Created by Alexander Woo and Max Borenstein, Infamy also features a wonderfully varied range of responses from the Japanese nationals and Japanese Americans in the camps. While Henry hardens against the U.S. government, especially after he’s tortured by the FBI, Chester relinquishes his anger at the blatant racism he’s subject to in order to provide for his family. (It doesn’t feel at all incidental that Infamy makes its Asian American protagonist a romantic hero, given American culture’s decades-long reluctance to see Asian men as sexually attractive.) Chester’s rebellious childhood friend, Amy (Miki Ishikawa), finds herself working for the U.S. military in a secretarial role. A San Francisco native (Christopher Naoki Lee), scoffing at what he deems the complacencies of the small-town Terminal Islanders, attempts to rally the other internees in protest. Chester’s mother, Asako (Naoko Mori), quickly embraces her new community. And Takei, in a small role, serves as a charismatic elder. (Takei isn’t the only cast member with a personal connection to internment: Mio’s grandfather lived on Terminal Island himself and was later taken to the concentration camp at Manzanar.)

Enacting its vengeances in gruesome yet ineffably elegant ways, the monster, too, is slowly but satisfyingly revealed to have its own poignant motivations. The sixth episode, the first half of which is entirely in Japanese, represents exactly the kind of visionary storytelling the show’s premise augurs. And though it must limit casting directors’ choices, it also feels special that all of the Japanese and Japanese-American characters are played by actors of Japanese heritage, culled from at least four continents.

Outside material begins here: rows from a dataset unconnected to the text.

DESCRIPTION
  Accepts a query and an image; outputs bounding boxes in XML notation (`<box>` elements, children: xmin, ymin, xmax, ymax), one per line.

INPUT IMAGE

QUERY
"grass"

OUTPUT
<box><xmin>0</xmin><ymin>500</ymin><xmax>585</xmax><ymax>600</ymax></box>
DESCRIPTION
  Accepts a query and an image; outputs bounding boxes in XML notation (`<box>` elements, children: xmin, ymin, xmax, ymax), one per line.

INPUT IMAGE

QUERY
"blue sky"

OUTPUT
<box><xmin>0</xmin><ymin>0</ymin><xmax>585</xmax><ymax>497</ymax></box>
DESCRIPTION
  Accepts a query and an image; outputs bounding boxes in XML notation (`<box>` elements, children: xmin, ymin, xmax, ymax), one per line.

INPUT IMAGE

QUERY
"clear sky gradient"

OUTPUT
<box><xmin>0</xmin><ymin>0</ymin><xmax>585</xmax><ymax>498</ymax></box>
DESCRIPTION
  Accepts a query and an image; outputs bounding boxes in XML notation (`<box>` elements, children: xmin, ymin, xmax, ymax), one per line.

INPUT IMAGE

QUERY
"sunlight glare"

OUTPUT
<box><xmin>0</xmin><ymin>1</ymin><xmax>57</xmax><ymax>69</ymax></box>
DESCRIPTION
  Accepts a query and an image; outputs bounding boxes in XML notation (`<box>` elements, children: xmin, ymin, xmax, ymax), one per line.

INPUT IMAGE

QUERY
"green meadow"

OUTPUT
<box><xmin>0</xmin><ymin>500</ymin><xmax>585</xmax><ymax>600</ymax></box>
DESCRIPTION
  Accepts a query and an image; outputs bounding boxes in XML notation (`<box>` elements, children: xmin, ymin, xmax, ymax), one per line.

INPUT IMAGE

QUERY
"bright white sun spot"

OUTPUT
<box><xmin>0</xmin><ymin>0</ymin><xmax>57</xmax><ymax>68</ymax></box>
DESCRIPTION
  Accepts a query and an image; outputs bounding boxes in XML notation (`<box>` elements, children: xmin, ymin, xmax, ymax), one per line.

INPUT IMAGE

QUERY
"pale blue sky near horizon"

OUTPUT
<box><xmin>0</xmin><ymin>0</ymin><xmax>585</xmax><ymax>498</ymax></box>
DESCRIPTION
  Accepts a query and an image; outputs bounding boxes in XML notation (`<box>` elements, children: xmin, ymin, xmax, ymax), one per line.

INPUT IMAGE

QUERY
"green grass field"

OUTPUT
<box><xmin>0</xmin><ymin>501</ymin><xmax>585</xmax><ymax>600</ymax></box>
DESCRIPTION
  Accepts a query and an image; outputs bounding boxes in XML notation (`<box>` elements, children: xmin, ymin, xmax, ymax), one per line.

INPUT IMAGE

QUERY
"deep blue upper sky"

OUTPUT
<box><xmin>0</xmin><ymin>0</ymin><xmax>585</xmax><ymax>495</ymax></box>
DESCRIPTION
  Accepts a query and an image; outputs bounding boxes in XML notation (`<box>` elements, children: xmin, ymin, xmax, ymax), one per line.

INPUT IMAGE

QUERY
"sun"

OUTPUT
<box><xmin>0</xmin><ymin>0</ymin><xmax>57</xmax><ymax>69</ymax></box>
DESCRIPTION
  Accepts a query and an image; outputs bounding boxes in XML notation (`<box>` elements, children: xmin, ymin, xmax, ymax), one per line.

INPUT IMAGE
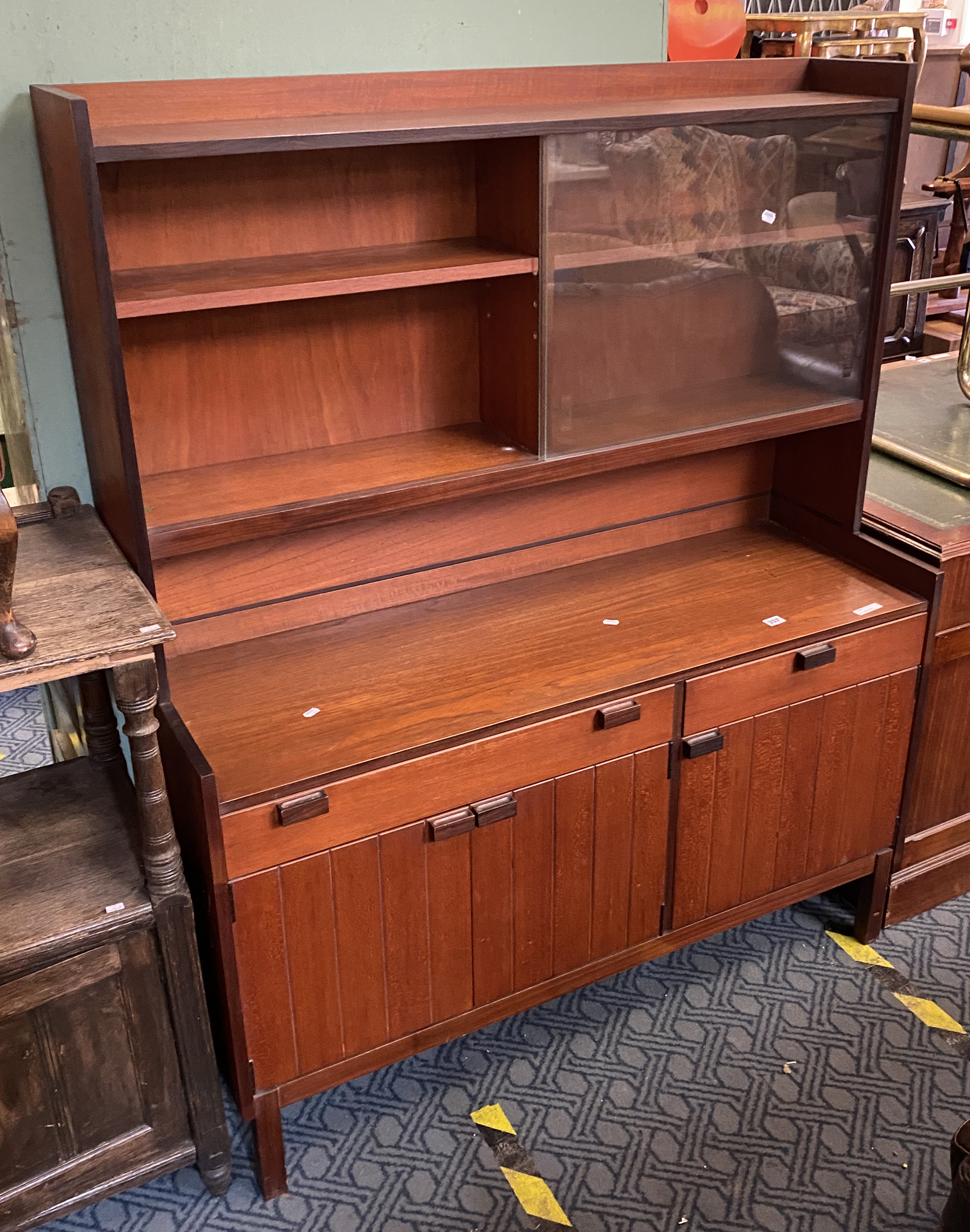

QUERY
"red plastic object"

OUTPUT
<box><xmin>667</xmin><ymin>0</ymin><xmax>745</xmax><ymax>60</ymax></box>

But it also becomes increasingly clear that Infamy is more a family-centric drama than a historical narrative. In fact, most of the supernatural elements could conceivably have taken place even if the Nakayamas had never moved to the U.S., though the inciting calamity is arguably dependent on the separate historical phenomenon of picture brides (another consequence of American xenophobia). Due to television’s reach and accessibility, there’s no mistaking that Infamy will instantly become one of the most widespread narratives about Japanese-American incarceration, and I remain mixed about whether that’s a good thing or not: Is it more urgent to show the trauma of internment, or to, as the series does, focus on how internees coped through dances, baseball games, and, in a fun reversal, movie nights where Japanese actors dub an American movie in comically exaggerated voices? The series doesn’t minimize the internees’ hardships, even if it somewhat underplays them. But it’s also a little strange to see the only major piece of pop culture about Japanese-American incarceration imply that its characters have even scarier things to worry about.